Look for sectors such as financials, defense, pharmaceutical, insurance, communications, technology, gold/silver, and cryptocurrencies to continue to be in focus, again with likely continued volatility. For sustained rally’s, it is usually important for financials and technology to remain strong. In the longer term, certain subsectors of the technology industry are likely to continue their advance into the future, including AI, robotics, quantum computing, and space development (with Pluto in Aquarius, and Uranus upcoming ingress to Gemini in mid-2025).
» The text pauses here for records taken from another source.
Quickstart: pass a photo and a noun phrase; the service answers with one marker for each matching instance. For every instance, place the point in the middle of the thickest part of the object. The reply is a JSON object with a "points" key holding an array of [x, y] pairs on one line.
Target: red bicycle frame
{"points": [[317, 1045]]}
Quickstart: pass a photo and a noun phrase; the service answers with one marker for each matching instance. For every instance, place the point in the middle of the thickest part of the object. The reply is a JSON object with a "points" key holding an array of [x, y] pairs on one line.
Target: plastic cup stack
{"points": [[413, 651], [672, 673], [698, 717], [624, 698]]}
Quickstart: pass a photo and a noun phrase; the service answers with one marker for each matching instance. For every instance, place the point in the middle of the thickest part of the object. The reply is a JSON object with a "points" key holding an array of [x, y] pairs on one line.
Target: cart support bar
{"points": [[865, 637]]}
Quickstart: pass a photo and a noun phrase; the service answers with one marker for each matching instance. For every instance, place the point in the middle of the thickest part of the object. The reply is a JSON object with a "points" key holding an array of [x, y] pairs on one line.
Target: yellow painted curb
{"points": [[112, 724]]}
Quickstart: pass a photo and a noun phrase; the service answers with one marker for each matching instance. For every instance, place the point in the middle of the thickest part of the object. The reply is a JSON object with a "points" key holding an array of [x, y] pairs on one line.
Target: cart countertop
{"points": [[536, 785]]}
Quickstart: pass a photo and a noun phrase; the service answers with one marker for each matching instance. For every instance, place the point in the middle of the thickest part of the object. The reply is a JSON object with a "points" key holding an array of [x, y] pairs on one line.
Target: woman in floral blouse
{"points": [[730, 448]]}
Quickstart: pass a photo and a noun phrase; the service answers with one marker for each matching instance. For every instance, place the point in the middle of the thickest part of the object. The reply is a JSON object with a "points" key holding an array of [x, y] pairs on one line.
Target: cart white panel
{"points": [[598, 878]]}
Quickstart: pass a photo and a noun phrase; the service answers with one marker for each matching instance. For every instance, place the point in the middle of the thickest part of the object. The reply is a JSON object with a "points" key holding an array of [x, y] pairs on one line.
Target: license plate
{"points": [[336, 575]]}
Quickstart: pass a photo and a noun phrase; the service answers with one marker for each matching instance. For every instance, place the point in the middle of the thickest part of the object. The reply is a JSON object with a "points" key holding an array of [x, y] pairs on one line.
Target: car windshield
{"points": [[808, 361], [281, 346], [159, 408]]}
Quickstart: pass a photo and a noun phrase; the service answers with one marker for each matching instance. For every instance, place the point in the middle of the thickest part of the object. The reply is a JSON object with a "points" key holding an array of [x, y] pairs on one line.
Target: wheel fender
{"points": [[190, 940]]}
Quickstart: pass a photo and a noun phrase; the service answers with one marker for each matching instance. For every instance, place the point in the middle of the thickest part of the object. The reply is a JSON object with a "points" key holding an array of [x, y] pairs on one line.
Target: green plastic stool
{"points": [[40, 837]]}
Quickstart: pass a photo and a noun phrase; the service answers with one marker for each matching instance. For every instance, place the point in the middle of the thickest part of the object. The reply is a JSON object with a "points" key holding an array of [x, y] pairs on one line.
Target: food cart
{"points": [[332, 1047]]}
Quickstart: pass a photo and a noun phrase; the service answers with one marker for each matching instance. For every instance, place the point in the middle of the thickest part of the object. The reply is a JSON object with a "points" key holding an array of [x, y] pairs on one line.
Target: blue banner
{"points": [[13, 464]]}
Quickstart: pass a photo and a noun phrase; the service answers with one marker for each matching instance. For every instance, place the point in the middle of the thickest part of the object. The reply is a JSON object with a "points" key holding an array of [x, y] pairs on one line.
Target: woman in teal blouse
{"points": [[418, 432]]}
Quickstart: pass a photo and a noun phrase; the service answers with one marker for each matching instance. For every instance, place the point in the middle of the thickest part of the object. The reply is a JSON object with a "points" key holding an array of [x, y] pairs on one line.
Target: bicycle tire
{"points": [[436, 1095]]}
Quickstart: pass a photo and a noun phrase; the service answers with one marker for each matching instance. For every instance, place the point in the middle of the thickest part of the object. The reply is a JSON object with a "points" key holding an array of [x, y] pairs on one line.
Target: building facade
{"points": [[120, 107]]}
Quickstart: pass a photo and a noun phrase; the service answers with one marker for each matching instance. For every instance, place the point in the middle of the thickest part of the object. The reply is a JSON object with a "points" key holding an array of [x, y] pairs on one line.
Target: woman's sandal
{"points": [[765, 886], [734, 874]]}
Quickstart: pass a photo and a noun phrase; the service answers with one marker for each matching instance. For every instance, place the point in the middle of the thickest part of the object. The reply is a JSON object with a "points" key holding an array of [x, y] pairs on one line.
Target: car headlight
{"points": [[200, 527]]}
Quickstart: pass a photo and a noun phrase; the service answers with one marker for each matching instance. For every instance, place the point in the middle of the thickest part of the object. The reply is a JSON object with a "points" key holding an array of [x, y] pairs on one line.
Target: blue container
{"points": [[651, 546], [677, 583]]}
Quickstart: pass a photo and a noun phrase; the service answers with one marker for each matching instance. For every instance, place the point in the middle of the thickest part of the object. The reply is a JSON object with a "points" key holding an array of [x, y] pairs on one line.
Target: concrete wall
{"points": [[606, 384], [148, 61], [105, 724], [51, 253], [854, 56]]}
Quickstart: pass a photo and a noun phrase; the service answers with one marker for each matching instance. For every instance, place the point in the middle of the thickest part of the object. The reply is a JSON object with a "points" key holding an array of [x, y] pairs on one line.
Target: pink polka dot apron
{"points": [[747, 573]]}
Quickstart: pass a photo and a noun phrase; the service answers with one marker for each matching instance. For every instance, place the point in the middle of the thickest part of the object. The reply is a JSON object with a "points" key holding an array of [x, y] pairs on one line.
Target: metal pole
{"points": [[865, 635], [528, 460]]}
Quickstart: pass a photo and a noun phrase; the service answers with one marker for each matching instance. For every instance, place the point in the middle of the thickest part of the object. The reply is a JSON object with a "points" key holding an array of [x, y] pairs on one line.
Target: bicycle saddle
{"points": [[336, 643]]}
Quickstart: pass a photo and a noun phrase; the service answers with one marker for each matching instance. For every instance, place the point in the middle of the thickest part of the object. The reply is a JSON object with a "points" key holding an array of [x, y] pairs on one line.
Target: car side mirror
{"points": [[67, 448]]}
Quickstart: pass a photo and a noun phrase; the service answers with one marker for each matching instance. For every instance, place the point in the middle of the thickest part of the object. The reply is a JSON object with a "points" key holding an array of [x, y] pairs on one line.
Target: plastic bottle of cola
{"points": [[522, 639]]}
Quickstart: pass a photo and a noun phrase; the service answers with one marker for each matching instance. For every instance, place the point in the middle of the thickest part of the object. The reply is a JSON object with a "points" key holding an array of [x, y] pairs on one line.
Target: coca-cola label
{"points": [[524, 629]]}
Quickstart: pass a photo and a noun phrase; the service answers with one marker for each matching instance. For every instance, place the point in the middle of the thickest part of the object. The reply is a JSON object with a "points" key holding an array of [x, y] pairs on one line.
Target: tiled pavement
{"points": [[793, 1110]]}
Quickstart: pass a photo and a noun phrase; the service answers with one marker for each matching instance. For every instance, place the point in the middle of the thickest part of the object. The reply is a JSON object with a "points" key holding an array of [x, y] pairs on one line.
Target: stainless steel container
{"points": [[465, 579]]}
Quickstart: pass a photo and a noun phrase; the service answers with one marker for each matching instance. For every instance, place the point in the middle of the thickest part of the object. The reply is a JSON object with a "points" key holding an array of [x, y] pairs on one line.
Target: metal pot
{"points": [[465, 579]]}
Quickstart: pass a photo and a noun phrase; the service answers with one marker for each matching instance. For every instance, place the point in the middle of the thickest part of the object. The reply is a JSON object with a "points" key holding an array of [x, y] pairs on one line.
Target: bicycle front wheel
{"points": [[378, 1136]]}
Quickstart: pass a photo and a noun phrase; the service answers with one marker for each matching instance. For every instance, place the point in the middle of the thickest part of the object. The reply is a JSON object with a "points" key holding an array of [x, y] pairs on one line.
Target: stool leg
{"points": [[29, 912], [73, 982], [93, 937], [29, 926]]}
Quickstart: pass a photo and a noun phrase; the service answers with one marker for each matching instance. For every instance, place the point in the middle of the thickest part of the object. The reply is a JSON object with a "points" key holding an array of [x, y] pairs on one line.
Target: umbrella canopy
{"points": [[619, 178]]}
Gold (ruled by the Sun), and Silver (ruled by the Moon), resumed their upward climb again this week, as the dollar remained weak, after recently pulling back from all-time highs. As we noted the last few weeks, the bullish cycle is getting rather old, supporting a pullback or consolidation. Mars’ transit through Cancer, which resulted in gains on the previous occasion (from early September to early November of 2024), continues through early April. As we have expressed in recent months, any pullback in these metals will likely be short-lived (as long as the dollar remains weak) and they continue to be long-term buying opportunities on any declines. The Gold to Silver Ratio (covered in our publication) fell slightly by weeks end, from 89.5 to 88.3, indicating gold value was gaining on silver over the last few weeks.
***As always, this information is not intended to be financial advice, or any specific buy or sell recommendation, but rather a guide to assist the reader in some further understanding of current economic conditions/movements in the sky, and how they can affect moods, behaviors, world events, and financial markets.